Разумеется, ничего не стоило заказать монолог какому-нибудь поэту, но как я мог быть уверен, что он не поймет моего замысла и не предаст меня — стража у дверей тут абсолютной гарантии не давала. Пришлось мучиться самому. Пришлось призвать на помощь Суллу. Он сказал, что тоже не силен в стихосложении, но что на моем месте он бы попытался подражать великим образцам. Я грубо отвечал ему, чтобы он помнил свое место, и велел ему уйти. Но когда он ушел, а я снова сел за сочинение монолога, я подумал, что в его предложении есть своя правота.
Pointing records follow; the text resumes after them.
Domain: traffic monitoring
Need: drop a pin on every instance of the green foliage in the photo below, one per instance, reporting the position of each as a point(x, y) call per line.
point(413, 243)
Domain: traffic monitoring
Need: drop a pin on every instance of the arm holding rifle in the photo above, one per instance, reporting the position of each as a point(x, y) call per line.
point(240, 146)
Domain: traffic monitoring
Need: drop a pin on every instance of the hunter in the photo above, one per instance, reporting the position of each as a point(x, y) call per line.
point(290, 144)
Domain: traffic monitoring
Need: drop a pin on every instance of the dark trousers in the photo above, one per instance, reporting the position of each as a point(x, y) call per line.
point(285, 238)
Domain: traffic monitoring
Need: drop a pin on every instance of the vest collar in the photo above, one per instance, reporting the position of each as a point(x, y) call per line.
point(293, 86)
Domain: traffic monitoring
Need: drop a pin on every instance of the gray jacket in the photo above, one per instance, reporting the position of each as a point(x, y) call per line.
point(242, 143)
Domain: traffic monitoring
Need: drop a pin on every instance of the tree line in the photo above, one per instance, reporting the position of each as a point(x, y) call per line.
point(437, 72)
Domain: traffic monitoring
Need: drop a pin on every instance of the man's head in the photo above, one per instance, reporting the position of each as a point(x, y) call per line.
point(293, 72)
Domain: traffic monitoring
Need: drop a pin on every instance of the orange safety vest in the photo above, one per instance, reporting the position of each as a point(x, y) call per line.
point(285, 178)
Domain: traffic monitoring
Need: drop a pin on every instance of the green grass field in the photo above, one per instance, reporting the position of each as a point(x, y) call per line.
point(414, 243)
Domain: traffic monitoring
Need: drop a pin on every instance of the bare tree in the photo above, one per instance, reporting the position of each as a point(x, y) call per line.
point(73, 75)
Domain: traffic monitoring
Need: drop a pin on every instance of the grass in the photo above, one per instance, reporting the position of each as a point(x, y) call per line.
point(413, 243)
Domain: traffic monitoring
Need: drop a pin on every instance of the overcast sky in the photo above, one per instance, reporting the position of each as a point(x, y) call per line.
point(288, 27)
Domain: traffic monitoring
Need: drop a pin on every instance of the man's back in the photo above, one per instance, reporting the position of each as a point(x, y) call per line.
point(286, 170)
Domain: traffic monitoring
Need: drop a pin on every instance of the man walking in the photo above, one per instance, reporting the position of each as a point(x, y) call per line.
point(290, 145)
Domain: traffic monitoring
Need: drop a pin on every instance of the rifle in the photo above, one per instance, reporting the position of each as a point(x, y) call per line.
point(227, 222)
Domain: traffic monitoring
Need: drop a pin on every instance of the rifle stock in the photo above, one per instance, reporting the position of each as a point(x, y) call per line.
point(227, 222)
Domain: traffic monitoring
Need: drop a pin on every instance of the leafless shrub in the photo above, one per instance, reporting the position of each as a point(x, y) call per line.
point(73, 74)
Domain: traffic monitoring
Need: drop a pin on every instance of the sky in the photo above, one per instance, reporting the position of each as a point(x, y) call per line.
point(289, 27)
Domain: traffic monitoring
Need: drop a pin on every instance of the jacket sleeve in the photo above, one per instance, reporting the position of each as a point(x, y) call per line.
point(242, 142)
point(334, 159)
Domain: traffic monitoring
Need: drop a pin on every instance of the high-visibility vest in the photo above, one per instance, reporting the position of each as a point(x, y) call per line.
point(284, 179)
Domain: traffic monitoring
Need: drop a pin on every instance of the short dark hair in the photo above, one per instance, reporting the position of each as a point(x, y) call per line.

Велел принести из библиотеки несколько известных поэм и выбрал «Георгики» Вергилия[27]. Копаться в остальных мне было лень, а о «Георгиках» я довольно много слышал еще от Алкида, который, прикрыв глаза, помахивая рукой и завывая, любил читать наизусть большие куски. Надо было бы спросить, гекзаметром ли написаны «Георгики», но обнаруживать свое невежество мне сейчас не хотелось. Впрочем, какая разница, поэма и без того звучала торжественно. Почти наугад я выбрал кусок, собственноручно переписал его, оставляя большие пробелы между строками, и под каждой строкой стал подставлять свои слова с одинаковым количеством слогов. В некоторых местах, где было можно и подходило по смыслу, я оставлял слова и выражения автора. Через пять дней упорной работы мы с Вергилием наконец справились с монологом. Я прочитал его вслух, и он мне очень понравился. Нужен был слушатель, и я пригласил Суллу. Конечно, хотелось бы прочитать свое сочинение лучшему, чем Сулла, ценителю, но он был единственный, кто был посвящен в мою тайну.

вернуться

26

…не научился отличать дактиль от хорея… выбрал гекзаметр. — Дактиль (от греч. daktylos — палец) — стихотворный размер, образуемый трехсложными стопами с ударением на первом слоге стопы; хорей (от греч. choreios — плясовой) — стихотворный размер с ударением на нечетных слогах стиха; гекзаметр (от греч. hexametros — шестистопный) — стихотворный размер античной эпической поэзии: шестистопный дактиль, в котором первые четыре стопы могут заменяться спондеями — стопами из двух долгих слогов, по общей долготе равных трехсложной стопе.

вернуться

27

…выбрал «Георгики» Вергилия— Вергилий Марон Публий (70–19 гг. до н. э.) — знаменитый римский поэт, в его произведениях наряду с эпикурейскими и идиллическими мотивами присутствует интерес к политической жизни Рима. Вершина его творчества — а также вершина всей римской классической поэзии — неоконченный героический эпос «Энеида» о странствиях троянца Энея (римская параллель греческого эпоса). Поэму «Георгики» («Земледельческие стихи») Вергилий написал в 36–29 гг. до н. э.